A volte persino i personaggi delle storie hanno a loro volta un alter ego. È un amico, un consigliere o un collega che contrasta con il loro modo di essere e di agire. Il protagonista, per esempio, è molto esuberante, ma ha accanto a sé qualcuno che lo riporta costantemente alla sanità mentale o lo aiuta a uscire dai guai in cui si caccia.

A teatro gli attori usano l’alter ego per costruire personaggi diversi da loro. Nei fumetti di supereroi, poi, è una costante. Pensiamo a Clark Kent, il giornalista timido e riservato che in realtà è Superman. Forse allora vale davvero la pena esplorare il proprio alter ego.

Costruire un alter ego

È una risorsa che, a seconda dei casi, viene utilizzata con finalità terapeutiche. L’altro io, di fatto, è capace di fare cose che io non farei: potrebbe diventare un biologo, come nell’esempio all’inizio di questo articolo. Se lasciamo uscire lo scienziato nascosto dentro di noi, forse ci avvertiremmo una maggiore realizzazione personale e professionale.
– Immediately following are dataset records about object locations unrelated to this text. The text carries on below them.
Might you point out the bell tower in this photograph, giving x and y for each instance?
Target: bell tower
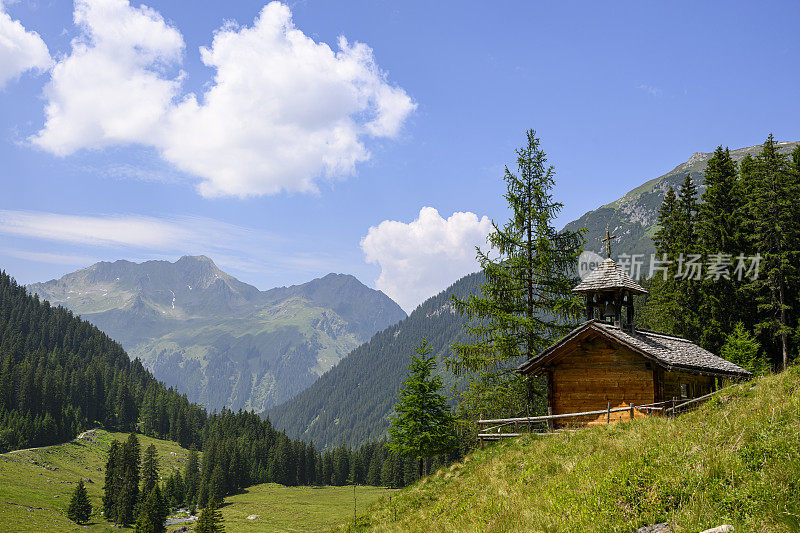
(608, 289)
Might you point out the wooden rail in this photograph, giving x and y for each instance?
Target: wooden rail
(669, 407)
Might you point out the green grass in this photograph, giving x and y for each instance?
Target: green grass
(282, 508)
(36, 485)
(736, 460)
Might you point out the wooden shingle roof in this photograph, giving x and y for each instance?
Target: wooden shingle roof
(609, 275)
(668, 351)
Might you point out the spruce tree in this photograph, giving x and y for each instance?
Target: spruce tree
(526, 302)
(79, 509)
(741, 347)
(210, 520)
(423, 426)
(775, 230)
(152, 513)
(720, 236)
(129, 495)
(113, 481)
(149, 469)
(662, 304)
(191, 476)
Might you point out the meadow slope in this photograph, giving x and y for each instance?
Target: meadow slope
(37, 484)
(735, 460)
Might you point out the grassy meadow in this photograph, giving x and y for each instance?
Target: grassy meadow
(37, 484)
(288, 509)
(735, 460)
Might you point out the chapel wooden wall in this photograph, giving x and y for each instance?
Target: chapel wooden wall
(669, 385)
(595, 373)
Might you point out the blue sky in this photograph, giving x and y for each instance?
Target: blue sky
(277, 149)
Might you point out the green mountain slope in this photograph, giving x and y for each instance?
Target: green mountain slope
(37, 484)
(223, 342)
(633, 217)
(734, 461)
(351, 403)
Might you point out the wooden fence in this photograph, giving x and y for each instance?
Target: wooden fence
(497, 426)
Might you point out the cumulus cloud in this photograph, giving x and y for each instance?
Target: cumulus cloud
(282, 111)
(112, 88)
(20, 50)
(422, 257)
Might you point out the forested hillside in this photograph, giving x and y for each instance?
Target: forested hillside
(220, 341)
(634, 217)
(351, 403)
(736, 460)
(61, 375)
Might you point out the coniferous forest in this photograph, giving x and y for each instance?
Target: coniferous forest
(730, 256)
(60, 375)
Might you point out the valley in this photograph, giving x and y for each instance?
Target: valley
(222, 342)
(24, 506)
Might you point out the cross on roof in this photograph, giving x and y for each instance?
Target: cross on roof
(607, 240)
Secondo questa prospettiva, spesso costruiamo un alter ego per superare i limiti imposti dal nostro ego. Per esempio, una persona materialista potrebbe fingere di essere generosa in determinati momenti e sperimentare in prima persona cosa si prova a dare.
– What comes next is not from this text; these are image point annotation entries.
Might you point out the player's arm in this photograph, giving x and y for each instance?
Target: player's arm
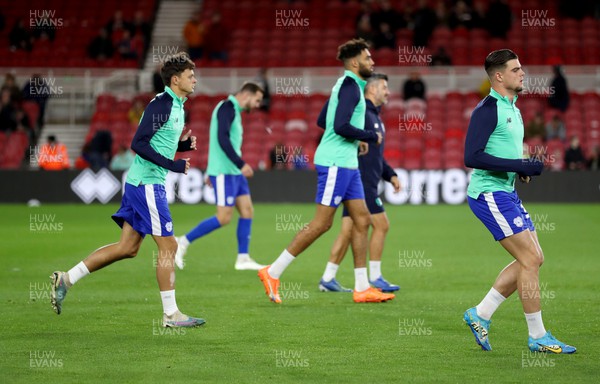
(322, 119)
(145, 132)
(187, 142)
(225, 117)
(482, 125)
(387, 172)
(348, 98)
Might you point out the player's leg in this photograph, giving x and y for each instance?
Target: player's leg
(381, 225)
(165, 276)
(223, 186)
(127, 247)
(243, 204)
(361, 218)
(339, 248)
(320, 224)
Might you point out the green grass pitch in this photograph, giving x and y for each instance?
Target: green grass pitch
(443, 258)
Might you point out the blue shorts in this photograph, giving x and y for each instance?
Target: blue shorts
(502, 213)
(337, 184)
(145, 208)
(374, 203)
(228, 188)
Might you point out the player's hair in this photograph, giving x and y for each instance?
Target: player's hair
(252, 87)
(374, 78)
(174, 65)
(496, 60)
(351, 49)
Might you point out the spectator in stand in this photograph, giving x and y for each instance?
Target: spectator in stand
(193, 33)
(135, 112)
(217, 38)
(442, 14)
(10, 84)
(157, 84)
(53, 155)
(414, 87)
(385, 38)
(594, 159)
(555, 129)
(8, 121)
(116, 27)
(499, 18)
(127, 47)
(262, 80)
(364, 30)
(20, 37)
(574, 157)
(46, 26)
(100, 150)
(140, 27)
(461, 16)
(388, 15)
(441, 57)
(535, 128)
(122, 160)
(37, 90)
(277, 158)
(424, 22)
(83, 161)
(560, 98)
(101, 46)
(479, 15)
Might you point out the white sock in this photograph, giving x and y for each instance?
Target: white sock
(77, 272)
(535, 324)
(184, 241)
(374, 270)
(169, 303)
(489, 304)
(330, 271)
(361, 283)
(279, 265)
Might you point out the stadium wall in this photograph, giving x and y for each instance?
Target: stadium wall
(419, 187)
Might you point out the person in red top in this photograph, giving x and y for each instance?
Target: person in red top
(53, 155)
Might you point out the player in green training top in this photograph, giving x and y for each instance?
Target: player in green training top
(494, 148)
(338, 175)
(227, 174)
(144, 209)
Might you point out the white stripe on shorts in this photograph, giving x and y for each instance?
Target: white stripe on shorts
(154, 216)
(329, 186)
(504, 226)
(220, 187)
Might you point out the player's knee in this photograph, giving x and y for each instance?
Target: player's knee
(533, 259)
(130, 250)
(224, 219)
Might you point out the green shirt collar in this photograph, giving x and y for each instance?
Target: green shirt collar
(496, 95)
(175, 97)
(236, 104)
(360, 81)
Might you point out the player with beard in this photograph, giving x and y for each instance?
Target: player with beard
(336, 161)
(494, 148)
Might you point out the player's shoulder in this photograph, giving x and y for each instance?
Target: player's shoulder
(485, 106)
(161, 102)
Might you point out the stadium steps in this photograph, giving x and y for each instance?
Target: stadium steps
(167, 34)
(71, 135)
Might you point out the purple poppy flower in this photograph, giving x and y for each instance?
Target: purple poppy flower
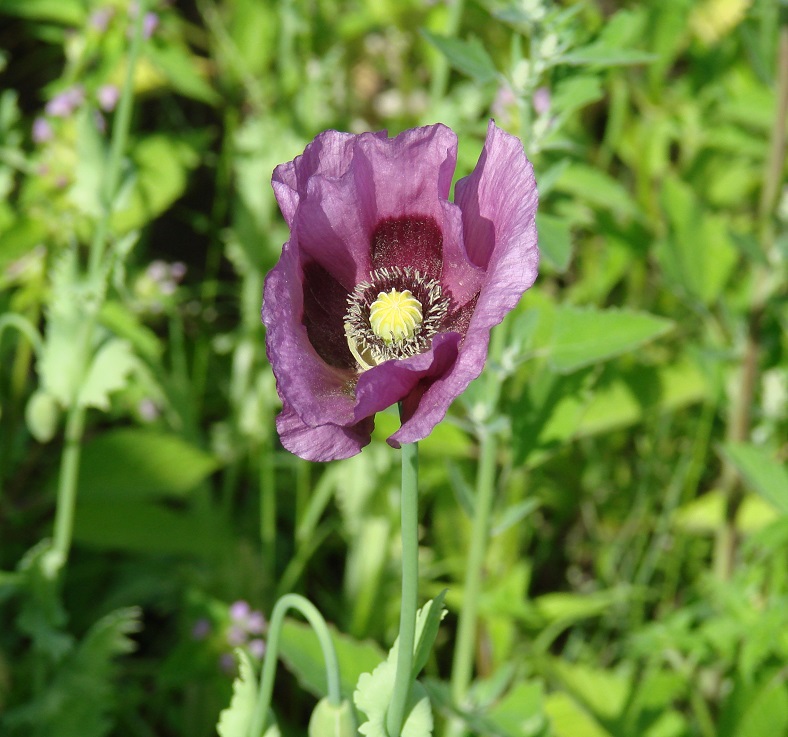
(42, 130)
(386, 292)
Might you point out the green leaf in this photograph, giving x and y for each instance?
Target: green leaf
(22, 235)
(574, 93)
(598, 189)
(513, 515)
(569, 719)
(80, 697)
(762, 473)
(87, 191)
(148, 528)
(604, 692)
(521, 711)
(236, 719)
(300, 650)
(374, 690)
(555, 240)
(68, 12)
(434, 612)
(706, 514)
(108, 373)
(180, 68)
(131, 463)
(162, 163)
(42, 414)
(373, 696)
(332, 721)
(468, 57)
(698, 255)
(585, 336)
(597, 55)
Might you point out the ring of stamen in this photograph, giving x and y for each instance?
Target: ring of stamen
(394, 314)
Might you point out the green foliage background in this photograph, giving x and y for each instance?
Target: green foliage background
(636, 576)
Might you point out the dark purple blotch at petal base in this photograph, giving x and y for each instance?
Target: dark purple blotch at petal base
(357, 204)
(415, 242)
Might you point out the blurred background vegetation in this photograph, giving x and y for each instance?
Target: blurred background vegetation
(636, 578)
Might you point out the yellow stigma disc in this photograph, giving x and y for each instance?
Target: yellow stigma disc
(394, 316)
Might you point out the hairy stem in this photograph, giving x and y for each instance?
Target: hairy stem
(395, 716)
(462, 666)
(741, 409)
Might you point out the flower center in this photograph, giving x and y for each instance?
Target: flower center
(394, 315)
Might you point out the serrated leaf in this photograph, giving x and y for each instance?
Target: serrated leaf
(131, 463)
(300, 650)
(432, 613)
(468, 57)
(597, 188)
(80, 697)
(236, 719)
(162, 163)
(585, 336)
(328, 720)
(373, 696)
(762, 473)
(374, 690)
(108, 373)
(698, 255)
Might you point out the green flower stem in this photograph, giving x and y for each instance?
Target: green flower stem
(740, 415)
(403, 682)
(67, 485)
(75, 421)
(462, 667)
(120, 136)
(268, 513)
(315, 619)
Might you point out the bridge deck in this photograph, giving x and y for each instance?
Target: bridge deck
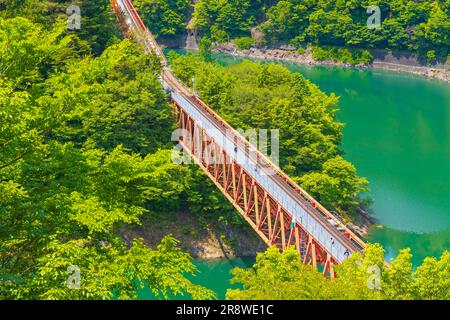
(327, 229)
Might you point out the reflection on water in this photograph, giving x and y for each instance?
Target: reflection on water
(398, 135)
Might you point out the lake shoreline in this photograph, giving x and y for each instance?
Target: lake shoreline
(307, 59)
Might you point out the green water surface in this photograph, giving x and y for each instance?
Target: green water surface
(397, 134)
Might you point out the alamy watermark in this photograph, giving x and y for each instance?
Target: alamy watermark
(74, 19)
(74, 280)
(374, 21)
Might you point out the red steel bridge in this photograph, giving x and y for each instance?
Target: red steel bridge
(279, 210)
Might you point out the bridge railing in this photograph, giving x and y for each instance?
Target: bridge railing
(147, 40)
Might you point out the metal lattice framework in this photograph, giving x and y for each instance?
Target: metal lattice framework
(280, 212)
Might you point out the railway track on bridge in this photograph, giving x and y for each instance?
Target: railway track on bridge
(279, 210)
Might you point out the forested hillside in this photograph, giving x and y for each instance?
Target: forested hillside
(84, 149)
(253, 95)
(418, 26)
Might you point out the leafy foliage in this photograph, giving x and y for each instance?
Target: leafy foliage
(82, 152)
(280, 276)
(417, 26)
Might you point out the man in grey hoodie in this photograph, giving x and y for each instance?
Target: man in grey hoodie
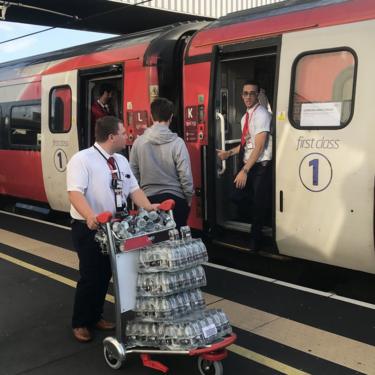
(160, 161)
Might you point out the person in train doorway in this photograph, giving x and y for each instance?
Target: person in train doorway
(98, 179)
(160, 161)
(253, 181)
(101, 106)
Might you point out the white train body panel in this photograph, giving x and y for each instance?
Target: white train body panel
(330, 225)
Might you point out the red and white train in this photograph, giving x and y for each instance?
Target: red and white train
(314, 61)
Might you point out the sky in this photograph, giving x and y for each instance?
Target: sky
(51, 40)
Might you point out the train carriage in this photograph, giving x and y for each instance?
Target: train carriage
(314, 61)
(45, 104)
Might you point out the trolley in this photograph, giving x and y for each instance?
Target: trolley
(124, 265)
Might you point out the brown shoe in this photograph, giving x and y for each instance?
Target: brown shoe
(104, 325)
(82, 334)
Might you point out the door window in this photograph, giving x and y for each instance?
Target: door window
(25, 127)
(322, 94)
(60, 109)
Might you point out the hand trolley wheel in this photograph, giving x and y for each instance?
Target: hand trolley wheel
(114, 353)
(207, 367)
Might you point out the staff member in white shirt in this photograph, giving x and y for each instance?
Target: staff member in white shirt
(255, 150)
(98, 179)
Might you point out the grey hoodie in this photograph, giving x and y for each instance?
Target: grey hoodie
(160, 161)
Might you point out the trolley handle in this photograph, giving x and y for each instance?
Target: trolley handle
(104, 217)
(167, 205)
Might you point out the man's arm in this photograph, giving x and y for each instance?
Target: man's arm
(139, 198)
(133, 161)
(79, 202)
(183, 167)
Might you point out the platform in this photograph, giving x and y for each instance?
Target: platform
(281, 328)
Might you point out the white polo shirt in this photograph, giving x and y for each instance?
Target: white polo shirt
(260, 122)
(88, 172)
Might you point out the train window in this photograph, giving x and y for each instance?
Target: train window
(322, 94)
(25, 126)
(60, 102)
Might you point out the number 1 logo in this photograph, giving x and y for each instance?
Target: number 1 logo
(315, 172)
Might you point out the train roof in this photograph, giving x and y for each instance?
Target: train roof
(279, 18)
(123, 41)
(271, 10)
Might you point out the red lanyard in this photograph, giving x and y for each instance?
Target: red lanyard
(246, 127)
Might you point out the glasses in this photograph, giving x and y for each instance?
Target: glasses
(249, 93)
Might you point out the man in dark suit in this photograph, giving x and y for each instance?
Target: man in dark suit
(100, 107)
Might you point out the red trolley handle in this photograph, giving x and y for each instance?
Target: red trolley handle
(167, 205)
(106, 216)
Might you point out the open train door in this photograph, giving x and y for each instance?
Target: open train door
(59, 133)
(257, 60)
(324, 146)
Oppure qualcuno molto riservato potrebbe inventare un alter ego per esporsi a situazioni sociali in condizioni diverse. Quell’altro sé, un personaggio creato appositamente, può avere il proprio nome, la propria storia. È un gioco di immaginazione che può rivelarsi psicologicamente salutare.

Donna di fronte ad uno specchio.


Rischi e benefici

L’alter ego può essere pericoloso nel caso del disturbo dissociativo dell’identità, meglio conosciuto come “personalità multipla”. In questa patologia, l’altro sé, o gli altri sé, vengono costruiti inconsciamente e per scopi malsani.
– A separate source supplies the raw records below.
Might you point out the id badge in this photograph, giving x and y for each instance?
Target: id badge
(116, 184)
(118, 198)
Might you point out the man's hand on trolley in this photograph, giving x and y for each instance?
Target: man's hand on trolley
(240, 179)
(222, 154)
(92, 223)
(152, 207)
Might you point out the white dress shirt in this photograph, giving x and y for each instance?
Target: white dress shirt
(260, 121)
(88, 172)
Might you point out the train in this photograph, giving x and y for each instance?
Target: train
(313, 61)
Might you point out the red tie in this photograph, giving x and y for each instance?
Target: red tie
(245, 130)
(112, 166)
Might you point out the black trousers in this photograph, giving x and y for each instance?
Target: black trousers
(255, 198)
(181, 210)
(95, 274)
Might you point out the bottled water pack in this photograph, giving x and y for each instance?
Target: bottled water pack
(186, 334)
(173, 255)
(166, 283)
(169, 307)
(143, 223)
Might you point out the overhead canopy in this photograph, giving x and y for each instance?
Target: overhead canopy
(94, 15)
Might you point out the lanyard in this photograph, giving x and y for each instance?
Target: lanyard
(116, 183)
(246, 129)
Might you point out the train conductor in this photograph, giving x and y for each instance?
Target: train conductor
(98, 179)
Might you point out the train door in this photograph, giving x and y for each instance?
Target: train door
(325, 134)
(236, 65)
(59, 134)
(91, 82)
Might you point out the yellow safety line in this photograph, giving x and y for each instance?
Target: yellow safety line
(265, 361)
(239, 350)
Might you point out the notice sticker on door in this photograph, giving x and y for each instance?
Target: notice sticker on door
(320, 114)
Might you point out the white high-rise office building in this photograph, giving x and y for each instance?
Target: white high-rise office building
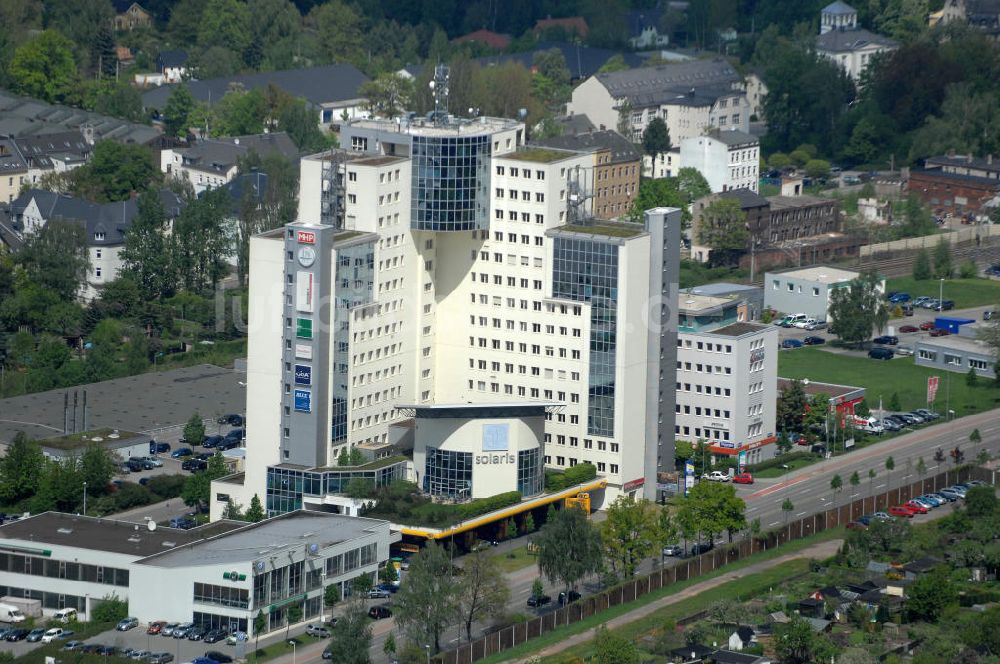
(443, 262)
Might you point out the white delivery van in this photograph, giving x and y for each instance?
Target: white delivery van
(65, 615)
(11, 614)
Quando viene costruito consapevolmente e con fini lodevoli, può diventare un’ottima risorsa per crescere, migliorare e vivere meglio. L’identità a volte diventa limitante, perché in genere corrisponde solo a una parte di noi piuttosto che al suo insieme.

È importante capire che l’identità individuale è un concetto dinamico e flessibile. Naturalmente, tutti abbiamo dei tratti che diventano dominanti, ma ciò non significa che la nostra persona si riduca a esso o che non possiamo esplorare le altre aree del nostro essere, che sono parimenti utili e interessanti.